How Music Became Cain Culto’s Path Out of the Church
Music was always a big part of Cain’s life: going to radio broadcast WoodSongs to listen to folk and bluegrass musicians with his father, playing the violin at a performing arts school in Lexington, Kentucky, and eventually becoming a member of the Christian music group Ecclesia. Music became his medium and means for self-expression.
So when his world crumbled around him, his music became his escape path to embrace his queerness fully and to confront the “shit from these therapies”. His music began to evolve from his 3-person Christian group praising God and asking for forgiveness, to writing songs with titles like “Sold My Devil,” “WitchyMan,” and even covering Madonna’s “Like A Prayer”.
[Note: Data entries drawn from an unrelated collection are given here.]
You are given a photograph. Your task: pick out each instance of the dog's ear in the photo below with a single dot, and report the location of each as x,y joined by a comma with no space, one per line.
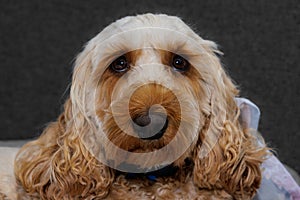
58,165
227,156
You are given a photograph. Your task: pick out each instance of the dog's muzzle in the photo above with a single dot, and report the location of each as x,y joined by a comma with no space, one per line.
150,126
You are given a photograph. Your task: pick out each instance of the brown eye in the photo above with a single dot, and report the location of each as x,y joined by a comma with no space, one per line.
120,64
179,63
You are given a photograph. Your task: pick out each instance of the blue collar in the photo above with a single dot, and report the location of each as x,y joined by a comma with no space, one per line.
167,171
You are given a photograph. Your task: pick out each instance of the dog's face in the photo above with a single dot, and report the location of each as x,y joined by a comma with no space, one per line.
150,89
147,92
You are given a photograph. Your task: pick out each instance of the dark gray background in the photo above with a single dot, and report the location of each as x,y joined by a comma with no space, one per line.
260,39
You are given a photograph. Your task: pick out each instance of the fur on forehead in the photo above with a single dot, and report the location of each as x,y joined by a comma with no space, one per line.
157,31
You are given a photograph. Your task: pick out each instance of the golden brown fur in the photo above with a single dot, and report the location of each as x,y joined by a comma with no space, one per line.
224,160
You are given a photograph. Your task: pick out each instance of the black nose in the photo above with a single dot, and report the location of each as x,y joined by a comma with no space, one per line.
150,126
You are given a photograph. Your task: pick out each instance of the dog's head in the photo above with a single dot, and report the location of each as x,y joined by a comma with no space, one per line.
148,92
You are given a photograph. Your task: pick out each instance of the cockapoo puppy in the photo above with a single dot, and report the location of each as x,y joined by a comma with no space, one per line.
151,115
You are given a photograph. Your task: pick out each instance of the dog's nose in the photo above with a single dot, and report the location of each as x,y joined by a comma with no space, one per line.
150,126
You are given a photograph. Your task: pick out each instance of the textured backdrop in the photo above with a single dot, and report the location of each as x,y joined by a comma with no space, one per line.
260,39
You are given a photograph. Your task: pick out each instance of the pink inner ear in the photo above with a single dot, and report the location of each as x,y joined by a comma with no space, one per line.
250,113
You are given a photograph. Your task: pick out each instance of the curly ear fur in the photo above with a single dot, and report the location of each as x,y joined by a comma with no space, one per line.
58,165
227,155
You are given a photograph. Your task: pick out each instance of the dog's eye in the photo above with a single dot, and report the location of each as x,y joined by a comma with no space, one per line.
179,63
120,64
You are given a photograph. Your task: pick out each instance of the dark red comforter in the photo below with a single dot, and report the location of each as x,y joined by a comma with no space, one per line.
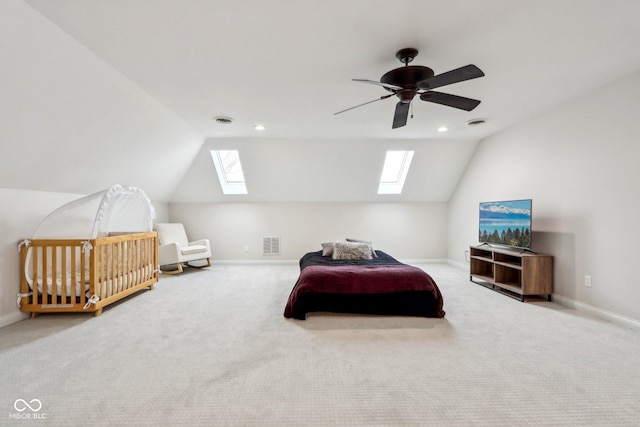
379,286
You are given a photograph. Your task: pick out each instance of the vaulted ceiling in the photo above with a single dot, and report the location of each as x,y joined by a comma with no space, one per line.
289,65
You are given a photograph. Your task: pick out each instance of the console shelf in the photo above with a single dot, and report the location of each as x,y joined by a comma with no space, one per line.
512,272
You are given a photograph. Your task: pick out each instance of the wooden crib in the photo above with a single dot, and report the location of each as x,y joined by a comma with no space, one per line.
85,275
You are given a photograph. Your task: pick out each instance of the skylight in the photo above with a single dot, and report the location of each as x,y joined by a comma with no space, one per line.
394,171
229,169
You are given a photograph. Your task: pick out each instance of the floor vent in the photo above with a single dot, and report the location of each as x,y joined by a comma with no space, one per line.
270,246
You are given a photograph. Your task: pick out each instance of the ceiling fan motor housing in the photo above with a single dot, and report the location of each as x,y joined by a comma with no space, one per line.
406,77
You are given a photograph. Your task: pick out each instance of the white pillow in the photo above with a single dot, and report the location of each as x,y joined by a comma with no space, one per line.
368,242
351,250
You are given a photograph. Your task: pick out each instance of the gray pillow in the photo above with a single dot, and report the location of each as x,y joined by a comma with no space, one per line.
327,249
351,250
368,242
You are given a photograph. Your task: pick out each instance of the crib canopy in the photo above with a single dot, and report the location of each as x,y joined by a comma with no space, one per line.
119,209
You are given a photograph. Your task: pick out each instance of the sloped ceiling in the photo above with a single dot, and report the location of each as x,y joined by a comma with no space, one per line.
289,64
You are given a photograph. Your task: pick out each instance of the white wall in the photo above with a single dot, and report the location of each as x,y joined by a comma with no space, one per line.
72,123
404,230
20,213
579,164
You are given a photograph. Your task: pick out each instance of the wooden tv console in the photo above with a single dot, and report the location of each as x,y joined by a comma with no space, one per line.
513,272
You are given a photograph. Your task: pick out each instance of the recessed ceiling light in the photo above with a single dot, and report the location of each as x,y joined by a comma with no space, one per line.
476,122
223,120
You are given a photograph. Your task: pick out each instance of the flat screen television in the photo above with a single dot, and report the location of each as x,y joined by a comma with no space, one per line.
506,223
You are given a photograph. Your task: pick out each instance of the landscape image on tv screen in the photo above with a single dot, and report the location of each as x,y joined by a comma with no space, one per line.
506,223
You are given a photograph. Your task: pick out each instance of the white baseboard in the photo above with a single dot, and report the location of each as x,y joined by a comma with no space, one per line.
596,311
255,262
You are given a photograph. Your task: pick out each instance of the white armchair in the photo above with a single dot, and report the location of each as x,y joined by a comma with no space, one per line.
175,249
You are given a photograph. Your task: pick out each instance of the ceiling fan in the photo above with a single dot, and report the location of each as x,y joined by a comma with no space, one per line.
411,80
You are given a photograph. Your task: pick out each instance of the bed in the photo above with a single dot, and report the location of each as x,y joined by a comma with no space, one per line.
380,285
76,275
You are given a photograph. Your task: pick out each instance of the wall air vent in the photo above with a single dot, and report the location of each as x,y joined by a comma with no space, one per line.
270,246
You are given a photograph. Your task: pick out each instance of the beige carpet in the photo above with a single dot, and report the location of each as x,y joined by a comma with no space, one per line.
212,348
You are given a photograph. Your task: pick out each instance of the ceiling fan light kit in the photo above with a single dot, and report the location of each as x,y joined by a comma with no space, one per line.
411,80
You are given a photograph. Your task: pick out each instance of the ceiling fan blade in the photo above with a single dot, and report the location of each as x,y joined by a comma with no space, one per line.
368,102
401,114
386,85
461,74
449,100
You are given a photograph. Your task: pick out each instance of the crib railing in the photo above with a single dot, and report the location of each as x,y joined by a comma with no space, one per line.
85,275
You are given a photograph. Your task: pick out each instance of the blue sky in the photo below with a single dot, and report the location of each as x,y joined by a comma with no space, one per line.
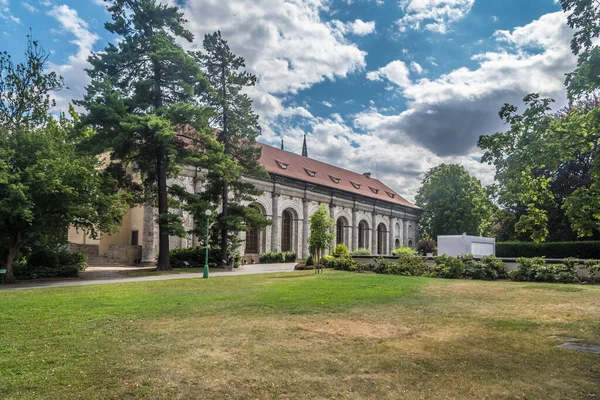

Six years later, Cain still uses his music to process the trauma of repression by confronting the darkness and embracing his inner demons. Photo by Xinger Xanger.
Cain regards his art as a practice of processing his own shame from this experience, which can be seen especially in his early work. “Cain Culto, as a music project and kind of my artistic practice, is trying to undo these things, the things that I was taught to be ashamed of, to be afraid of within myself, embracing those things truly, finally.”
Six years later, Cain still uses his music to process the trauma of repression by confronting the darkness and embracing his inner
demons. Cain wants those who’ve suffered from conversion therapy to look outside the small Christian bubble you were born into, be curious, and know that nothing about your true self is as dire as this ideology is making it seem.